Publié le 1 février 2018 Lecture : 3 minutes.

Tiens, l’Africain cosmopolite n’existe pas ! Celui qui habite et traverse le continent, celui qui voyage en dehors de ses frontières et brasse moult cultures, est désigné par un terme qui me laisse perplexe : « afropolitain ». Une contraction des termes « afro » et « cosmopolitain » [anglicisme dérivé de cosmopolitan], qui fait partie de ces appellations permettant d’inscrire l’individu africain comme une exception, voire comme une anomalie dans un monde globalisé. À croire que l’Afrique ne fait pas partie de ce monde-là.
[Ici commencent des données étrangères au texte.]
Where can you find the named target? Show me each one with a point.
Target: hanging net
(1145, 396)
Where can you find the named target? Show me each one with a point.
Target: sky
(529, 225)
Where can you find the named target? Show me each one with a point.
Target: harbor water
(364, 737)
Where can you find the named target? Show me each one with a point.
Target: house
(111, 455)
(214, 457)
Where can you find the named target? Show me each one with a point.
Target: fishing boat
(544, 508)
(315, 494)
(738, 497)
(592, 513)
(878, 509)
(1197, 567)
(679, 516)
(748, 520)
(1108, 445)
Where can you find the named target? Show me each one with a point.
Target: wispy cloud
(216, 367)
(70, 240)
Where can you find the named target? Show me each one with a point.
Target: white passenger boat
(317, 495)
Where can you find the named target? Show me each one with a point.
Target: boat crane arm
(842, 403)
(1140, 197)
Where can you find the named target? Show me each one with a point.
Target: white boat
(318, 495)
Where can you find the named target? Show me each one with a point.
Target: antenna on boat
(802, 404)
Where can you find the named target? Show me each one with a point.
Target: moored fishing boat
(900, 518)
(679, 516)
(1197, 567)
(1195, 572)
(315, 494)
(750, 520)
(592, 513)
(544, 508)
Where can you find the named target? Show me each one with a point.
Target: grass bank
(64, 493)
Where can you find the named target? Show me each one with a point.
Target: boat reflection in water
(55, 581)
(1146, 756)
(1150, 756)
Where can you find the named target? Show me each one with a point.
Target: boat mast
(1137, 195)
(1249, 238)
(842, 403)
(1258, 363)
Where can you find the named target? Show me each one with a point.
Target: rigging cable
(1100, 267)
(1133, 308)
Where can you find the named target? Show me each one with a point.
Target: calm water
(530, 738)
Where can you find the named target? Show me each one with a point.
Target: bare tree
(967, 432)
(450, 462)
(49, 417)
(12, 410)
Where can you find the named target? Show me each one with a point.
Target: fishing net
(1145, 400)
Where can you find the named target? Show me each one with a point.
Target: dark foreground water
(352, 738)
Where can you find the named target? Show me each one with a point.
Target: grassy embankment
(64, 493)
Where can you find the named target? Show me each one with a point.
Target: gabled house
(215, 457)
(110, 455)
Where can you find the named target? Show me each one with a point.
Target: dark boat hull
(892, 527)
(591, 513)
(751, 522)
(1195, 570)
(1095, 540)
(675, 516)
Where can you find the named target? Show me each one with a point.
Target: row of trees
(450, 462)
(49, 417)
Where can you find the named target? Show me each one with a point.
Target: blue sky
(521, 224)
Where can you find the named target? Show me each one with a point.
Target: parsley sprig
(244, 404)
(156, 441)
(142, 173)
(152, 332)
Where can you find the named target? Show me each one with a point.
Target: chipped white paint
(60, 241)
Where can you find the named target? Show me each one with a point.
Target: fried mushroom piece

Un raisonnement qui ne passe pas

En soi, je pourrais aisément m’attacher à la définition portée par le philosophe et théoricien du post-colonialisme Achille Mbembe. Mais le raisonnement ne passe pas. Selon lui, l’afropolitanisme est la construction d’une Afrique urbaine qui se constitue comme une entité traversée par de nouvelles formes de connexions. Tant et si bien qu’elle invente « une culture éminemment créole, une forme de cosmopolitisme », mêlant des apports externes et des créations qui lui sont propres.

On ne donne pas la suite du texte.